D’abord, nier qu’il y ait une problématique de responsabilité sociétale des entreprises – ce qui n’est pas une culpabilité – est une cécité politique qui n’est pas à la hauteur d’un patronat ouvert sur le monde, progressiste et éclairé, capable d’appréhender les conséquences d’une prédation accélérée des ressources naturelles de la planète, d’une gouvernance sociale défaillante dans les pays émergents et des défis de justice et de régulation que posent la mondialisation de l’économie de marché depuis deux décennies.
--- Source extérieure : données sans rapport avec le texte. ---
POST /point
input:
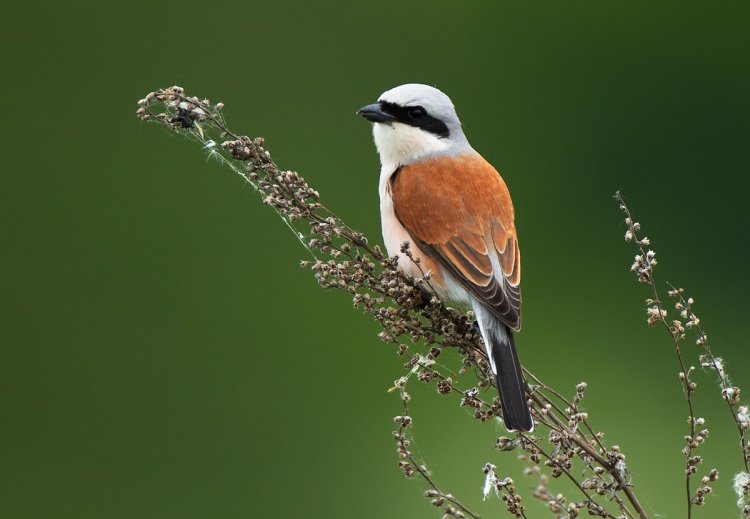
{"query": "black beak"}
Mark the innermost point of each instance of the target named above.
(375, 114)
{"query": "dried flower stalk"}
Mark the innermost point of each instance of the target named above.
(643, 266)
(564, 445)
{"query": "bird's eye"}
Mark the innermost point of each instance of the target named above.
(416, 113)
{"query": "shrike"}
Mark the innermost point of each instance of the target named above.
(441, 196)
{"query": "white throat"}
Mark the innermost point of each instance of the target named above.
(399, 144)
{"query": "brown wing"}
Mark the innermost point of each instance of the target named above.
(458, 211)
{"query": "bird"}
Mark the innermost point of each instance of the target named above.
(454, 210)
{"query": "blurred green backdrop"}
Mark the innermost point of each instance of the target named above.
(162, 355)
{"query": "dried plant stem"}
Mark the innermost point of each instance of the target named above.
(412, 318)
(659, 313)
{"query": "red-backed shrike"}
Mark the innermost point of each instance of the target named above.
(440, 195)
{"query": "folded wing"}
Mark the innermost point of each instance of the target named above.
(458, 211)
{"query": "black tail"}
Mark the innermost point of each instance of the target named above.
(516, 414)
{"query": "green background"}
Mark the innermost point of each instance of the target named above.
(162, 354)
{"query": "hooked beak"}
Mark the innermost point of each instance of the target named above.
(374, 113)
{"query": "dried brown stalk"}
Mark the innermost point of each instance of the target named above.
(565, 443)
(643, 266)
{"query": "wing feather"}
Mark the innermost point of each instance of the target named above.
(458, 211)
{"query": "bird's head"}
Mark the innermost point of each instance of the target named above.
(413, 122)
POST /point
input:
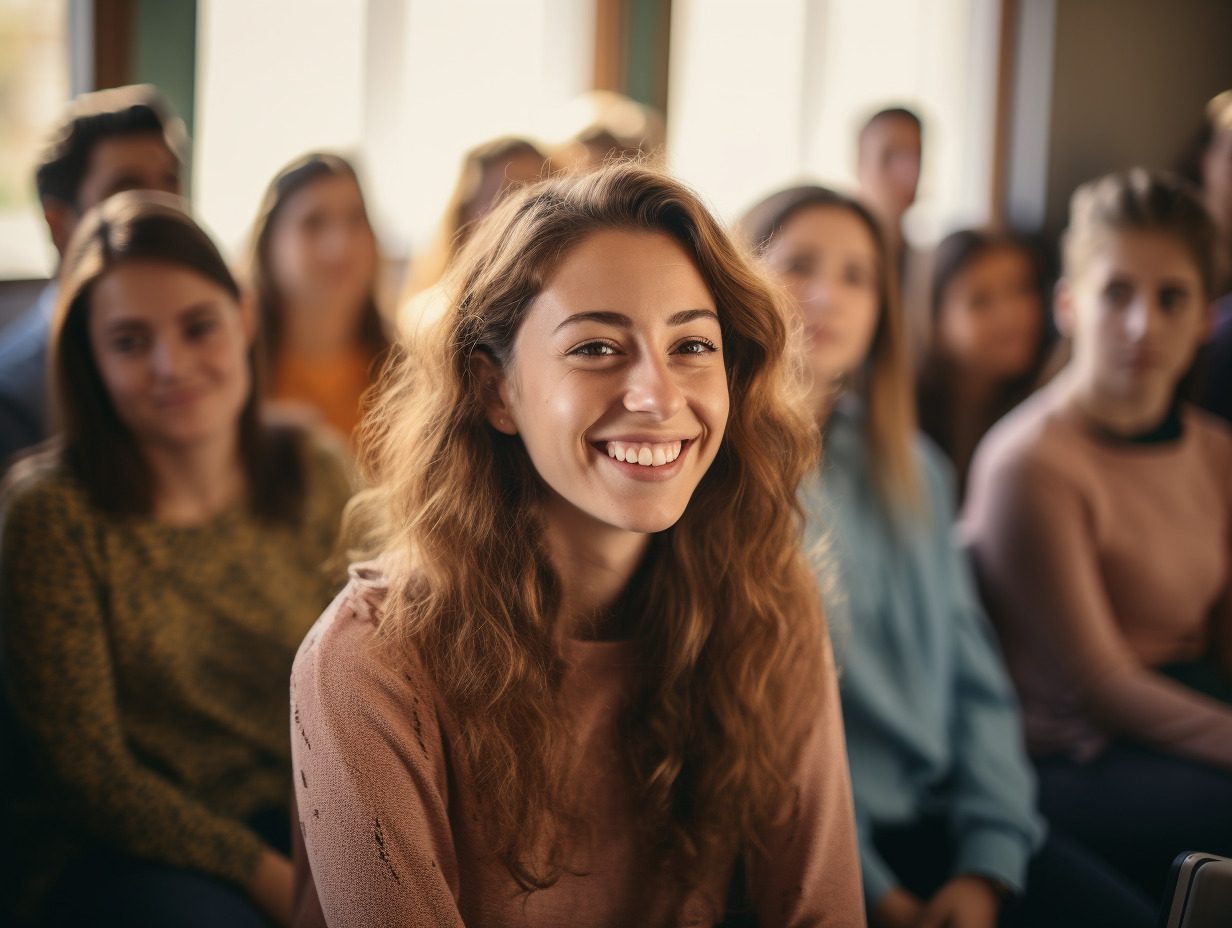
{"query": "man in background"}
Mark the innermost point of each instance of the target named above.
(126, 138)
(888, 170)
Deuxièmement, le déni ou la sous-estimation de ces enjeux collectifs qui minent le développement contemporain est à comparer aux démarches d’entrepreneurs pionniers qui font de l’engagement responsable un plus reconnu de leur offre et qui changent les modèles, sans se plaindre et sans accuser personne, comme les Danone, L’Oréal, Carrefour, Michelin ou Axa que les politiques volontaristes protègent de réglementations qu’ils ont anticipé, par des mécanismes de vigilance qu’ils suivent (reporting), tout en sachant qu’ils ne sont pas indemnes.
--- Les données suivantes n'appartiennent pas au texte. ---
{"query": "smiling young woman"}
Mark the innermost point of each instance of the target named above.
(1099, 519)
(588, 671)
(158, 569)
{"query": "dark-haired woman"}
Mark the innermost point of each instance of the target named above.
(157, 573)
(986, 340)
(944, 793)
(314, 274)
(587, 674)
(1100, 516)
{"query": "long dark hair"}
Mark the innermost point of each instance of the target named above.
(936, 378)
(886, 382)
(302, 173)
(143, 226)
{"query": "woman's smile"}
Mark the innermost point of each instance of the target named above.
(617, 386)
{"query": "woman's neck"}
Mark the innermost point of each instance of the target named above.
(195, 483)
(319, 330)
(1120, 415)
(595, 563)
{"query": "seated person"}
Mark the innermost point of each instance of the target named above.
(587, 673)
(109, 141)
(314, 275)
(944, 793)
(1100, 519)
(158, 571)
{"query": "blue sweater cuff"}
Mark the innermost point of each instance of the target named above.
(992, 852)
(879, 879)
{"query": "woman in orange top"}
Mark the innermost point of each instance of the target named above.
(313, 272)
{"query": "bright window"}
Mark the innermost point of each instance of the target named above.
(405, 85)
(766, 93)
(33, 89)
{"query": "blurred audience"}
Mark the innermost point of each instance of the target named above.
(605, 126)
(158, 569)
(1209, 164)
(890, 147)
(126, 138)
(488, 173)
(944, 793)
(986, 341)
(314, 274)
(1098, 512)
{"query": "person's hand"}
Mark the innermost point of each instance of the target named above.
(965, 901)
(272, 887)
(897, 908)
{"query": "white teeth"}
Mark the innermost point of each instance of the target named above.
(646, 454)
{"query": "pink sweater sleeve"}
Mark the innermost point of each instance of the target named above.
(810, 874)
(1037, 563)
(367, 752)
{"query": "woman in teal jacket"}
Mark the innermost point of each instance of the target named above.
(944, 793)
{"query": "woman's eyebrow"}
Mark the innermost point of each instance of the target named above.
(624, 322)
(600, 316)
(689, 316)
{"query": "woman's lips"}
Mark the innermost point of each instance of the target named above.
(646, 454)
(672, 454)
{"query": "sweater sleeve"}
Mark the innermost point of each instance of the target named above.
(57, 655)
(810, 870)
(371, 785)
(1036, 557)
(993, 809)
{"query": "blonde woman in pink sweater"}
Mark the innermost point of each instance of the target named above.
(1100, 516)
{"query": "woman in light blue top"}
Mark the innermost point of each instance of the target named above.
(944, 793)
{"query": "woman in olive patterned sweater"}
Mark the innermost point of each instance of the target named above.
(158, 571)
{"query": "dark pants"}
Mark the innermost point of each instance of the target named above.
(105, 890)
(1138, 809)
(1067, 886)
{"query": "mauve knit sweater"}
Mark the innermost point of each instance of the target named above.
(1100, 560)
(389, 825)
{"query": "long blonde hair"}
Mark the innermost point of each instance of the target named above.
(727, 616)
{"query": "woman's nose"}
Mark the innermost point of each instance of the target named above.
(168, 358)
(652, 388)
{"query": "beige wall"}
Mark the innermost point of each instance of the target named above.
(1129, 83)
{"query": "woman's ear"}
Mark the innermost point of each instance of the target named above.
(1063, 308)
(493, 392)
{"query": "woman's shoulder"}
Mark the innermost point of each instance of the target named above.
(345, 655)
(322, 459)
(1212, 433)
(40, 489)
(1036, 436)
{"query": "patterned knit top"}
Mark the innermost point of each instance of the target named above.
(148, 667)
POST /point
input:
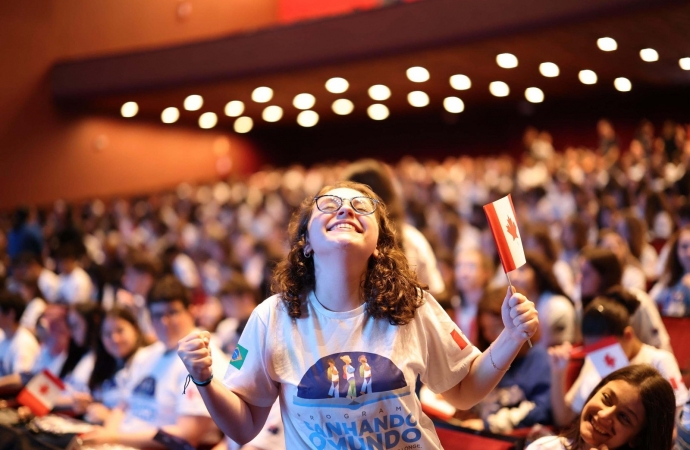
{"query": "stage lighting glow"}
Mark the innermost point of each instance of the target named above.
(272, 113)
(587, 77)
(418, 74)
(170, 115)
(649, 55)
(129, 109)
(337, 85)
(418, 99)
(499, 89)
(378, 111)
(607, 44)
(243, 124)
(303, 101)
(506, 60)
(379, 92)
(622, 84)
(343, 106)
(534, 95)
(460, 82)
(453, 105)
(208, 120)
(262, 94)
(549, 70)
(234, 108)
(307, 118)
(193, 102)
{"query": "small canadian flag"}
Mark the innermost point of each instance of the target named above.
(607, 355)
(501, 217)
(41, 392)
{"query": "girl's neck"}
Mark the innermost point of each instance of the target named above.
(338, 286)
Enfin, que Croissance Plus se souvienne que près de 50 pays, autour de l’OCDE, ont souscrit des engagements de respect de la vigilance en matière de droits humains et sociaux et que ceci conduit les gouvernements et les entreprises à devoir se soucier de leur bonne application, sans parler des engagements signés par les patrons eux-mêmes, au nom du Pacte Mondial des Nations Unies, ce que personne ne les force à faire et qu’ils revendiquent aisément. Or chacun sait que cette « soft law », portée par les entreprises leaders (cf. WBCSD), a besoin d’être contrôlée et stimulée.
Le « cachez cette vigilance qui ne nous concerne pas » du président de Croissance Plus est d’autant moins habile qu’elle contredit ce courant d’engagement sérieux, de la part de certains entrepreneurs, plutôt européens d’ailleurs, qui avancent en se souciant de leur impact sociétal, avec une vision lucide des problèmes du monde et l’envie de les résoudre, chacun à son niveau, sachant qu’on n’y arrivera que par des accords public-privé sectoriels et mondiaux ! Cette prise de position appelle donc à un débat : est-ce un prurit politique face à un excès d’interventionnisme et à une bureaucratisation française qui n’en finit jamais et dans ce cas, compréhensible ? Mais c’est dommage de l’argumenter de façon purement défensive. Ou est-ce un défaut de lucidité sur le contexte géopolitique et humain de la croissance mondiale auquel les entreprises se doivent d’apporter leur contribution car « il n’est pas d’entreprise qui gagne dans un monde qui perd »…Et dans ce cas, pourquoi ne pas proposer un appui à une négociation internationale et européenne pour renforcer les démarches volontaires et contractuelles des entreprises, pour ne renvoyer la loi qu’au nom respect des cas extrêmes ? Reste une question qui revient en boomerang : sommes-nous toujours au temps de « la croissance plus » ou ne devrions-nous pas entrer dans celui de « la croissance mieux », c’est-à-dire dans une vision co-régulatrice du développement, associant contractuellement et localement les entrepreneurs et leurs parties prenantes, pour améliorer la durabilité du contexte économique : plus de découplage, plus d’équité et d’accessibilité et plus de loyauté, par l’innovation et le dialogue.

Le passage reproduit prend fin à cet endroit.